Panama is a small country, and everyone there — journalist, electrician or professor — wants to make the World Cup for the first time. When things are going well, everyone is happy. When it's going poorly, well, you saw what happens.
That's why Gomez freezing out the press, announcing a day after the loss in Orlando, Florida, that he and his team would no longer be speaking with reporters, was still a bit jarring, even if it wasn't stunning. It prompted Panama daily Mi Diario to run the headline "The enemy is on the field," seemingly trying to remind Gomez and his men where the focus needs to be.
It is indeed the pitch of the Estadio Rommel Fernandez where everything will be decided. Panama is yet to lose there in the Hexagonal, generally a formula that would send the nation to the World Cup. Panama has, however, settled for too many draws. Holding Costa Rica to a point should be enough to get into the playoff, with a Honduras win over Mexico and a U.S. stumble against Trinidad & Tobago the only scenario that would see Panama bumped. Of course, Panama did nearly enough last time and ended up staying at home.
You could say the Ticos will do everything in their power to keep Panama from qualifying, but you would be wrong.
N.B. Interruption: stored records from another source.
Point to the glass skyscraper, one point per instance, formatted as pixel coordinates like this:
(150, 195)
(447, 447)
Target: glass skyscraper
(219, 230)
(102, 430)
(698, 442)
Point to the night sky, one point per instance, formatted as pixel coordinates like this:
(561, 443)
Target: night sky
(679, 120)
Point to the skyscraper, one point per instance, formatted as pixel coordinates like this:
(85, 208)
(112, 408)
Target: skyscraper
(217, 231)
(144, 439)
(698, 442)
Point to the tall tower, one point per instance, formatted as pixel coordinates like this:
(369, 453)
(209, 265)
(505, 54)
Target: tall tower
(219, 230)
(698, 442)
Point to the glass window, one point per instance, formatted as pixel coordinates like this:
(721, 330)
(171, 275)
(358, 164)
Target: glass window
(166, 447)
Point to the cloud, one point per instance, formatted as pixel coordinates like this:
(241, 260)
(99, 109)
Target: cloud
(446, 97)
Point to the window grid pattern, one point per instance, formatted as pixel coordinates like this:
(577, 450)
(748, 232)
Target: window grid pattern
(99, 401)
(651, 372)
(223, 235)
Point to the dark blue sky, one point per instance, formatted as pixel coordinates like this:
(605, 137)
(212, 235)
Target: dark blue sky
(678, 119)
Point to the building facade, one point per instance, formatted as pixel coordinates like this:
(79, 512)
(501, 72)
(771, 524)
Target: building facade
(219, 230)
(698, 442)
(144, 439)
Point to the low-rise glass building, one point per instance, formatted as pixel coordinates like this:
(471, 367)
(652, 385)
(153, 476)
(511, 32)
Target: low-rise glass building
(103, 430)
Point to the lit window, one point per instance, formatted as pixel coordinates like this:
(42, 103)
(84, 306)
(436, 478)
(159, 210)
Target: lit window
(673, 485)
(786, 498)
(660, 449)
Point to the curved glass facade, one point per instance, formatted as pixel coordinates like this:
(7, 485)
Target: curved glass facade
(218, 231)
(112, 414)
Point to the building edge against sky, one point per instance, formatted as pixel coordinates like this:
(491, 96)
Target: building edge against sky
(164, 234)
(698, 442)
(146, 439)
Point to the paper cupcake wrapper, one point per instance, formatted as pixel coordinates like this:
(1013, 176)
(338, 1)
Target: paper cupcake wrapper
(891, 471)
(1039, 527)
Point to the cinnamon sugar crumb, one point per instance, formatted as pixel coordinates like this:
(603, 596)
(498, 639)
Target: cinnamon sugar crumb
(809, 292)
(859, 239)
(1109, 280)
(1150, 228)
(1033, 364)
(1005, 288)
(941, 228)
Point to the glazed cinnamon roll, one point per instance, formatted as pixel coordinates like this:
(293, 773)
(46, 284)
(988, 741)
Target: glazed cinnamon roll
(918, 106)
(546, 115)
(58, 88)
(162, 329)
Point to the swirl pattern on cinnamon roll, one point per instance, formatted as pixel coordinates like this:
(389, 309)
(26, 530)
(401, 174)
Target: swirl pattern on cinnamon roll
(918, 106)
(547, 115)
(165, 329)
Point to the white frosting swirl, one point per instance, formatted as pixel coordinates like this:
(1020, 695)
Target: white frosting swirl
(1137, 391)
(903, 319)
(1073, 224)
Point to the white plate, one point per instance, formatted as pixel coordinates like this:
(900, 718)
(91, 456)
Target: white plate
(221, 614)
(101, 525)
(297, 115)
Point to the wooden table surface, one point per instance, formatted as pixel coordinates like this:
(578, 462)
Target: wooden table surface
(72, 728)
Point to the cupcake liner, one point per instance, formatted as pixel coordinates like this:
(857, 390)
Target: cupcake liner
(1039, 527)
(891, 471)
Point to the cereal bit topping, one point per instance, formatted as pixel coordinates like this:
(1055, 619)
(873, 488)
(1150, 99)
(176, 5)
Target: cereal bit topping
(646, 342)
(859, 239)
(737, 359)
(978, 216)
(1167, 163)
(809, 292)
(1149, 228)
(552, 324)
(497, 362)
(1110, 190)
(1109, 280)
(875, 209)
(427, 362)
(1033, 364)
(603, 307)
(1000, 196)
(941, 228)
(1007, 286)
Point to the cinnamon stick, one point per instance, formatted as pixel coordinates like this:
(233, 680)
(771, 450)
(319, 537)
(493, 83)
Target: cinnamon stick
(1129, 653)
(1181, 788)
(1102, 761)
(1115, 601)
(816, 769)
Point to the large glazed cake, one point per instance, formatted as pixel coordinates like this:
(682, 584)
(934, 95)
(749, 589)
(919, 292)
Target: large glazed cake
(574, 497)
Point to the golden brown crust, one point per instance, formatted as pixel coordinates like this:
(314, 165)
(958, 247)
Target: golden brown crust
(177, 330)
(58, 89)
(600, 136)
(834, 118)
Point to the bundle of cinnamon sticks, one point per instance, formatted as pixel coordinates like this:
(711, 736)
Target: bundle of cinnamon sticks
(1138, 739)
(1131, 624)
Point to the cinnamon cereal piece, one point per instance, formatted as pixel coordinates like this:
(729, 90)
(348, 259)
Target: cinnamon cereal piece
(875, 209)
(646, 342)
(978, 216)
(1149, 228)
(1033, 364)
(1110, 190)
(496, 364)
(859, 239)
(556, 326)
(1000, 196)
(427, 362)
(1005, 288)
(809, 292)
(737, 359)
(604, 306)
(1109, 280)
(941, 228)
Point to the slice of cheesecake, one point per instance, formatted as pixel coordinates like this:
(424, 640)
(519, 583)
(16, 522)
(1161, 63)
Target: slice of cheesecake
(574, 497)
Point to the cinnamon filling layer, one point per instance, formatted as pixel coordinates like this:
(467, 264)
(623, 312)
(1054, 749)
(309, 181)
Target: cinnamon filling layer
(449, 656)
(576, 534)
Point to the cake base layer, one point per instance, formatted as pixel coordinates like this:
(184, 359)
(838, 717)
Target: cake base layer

The team's biggest star, Real Madrid goalkeeper Keylor Navas, along with defenders Kendall Waston, Bryan Oviedo and Cristian Gamboa, have returned to their clubs after locking up World Cup qualification in dramatic fashion last week.
That's good news for the home side. Panama's 3-0 win against Trinidad & Tobago at home to close the September window was a high point. Then, nearly the same lineup ran into a buzzsaw in the form of the Americans. Now the seeds of doubt are creeping in.
The specter of 2014 is looming in the shadows. The pressure is on — and it will be if Panama moves into the playoff as well. No matter what the press writes or what questions are asked after, Gomez and Co. must perform Tuesday or the chapter on this generation of Panama's players will have an unhappy ending.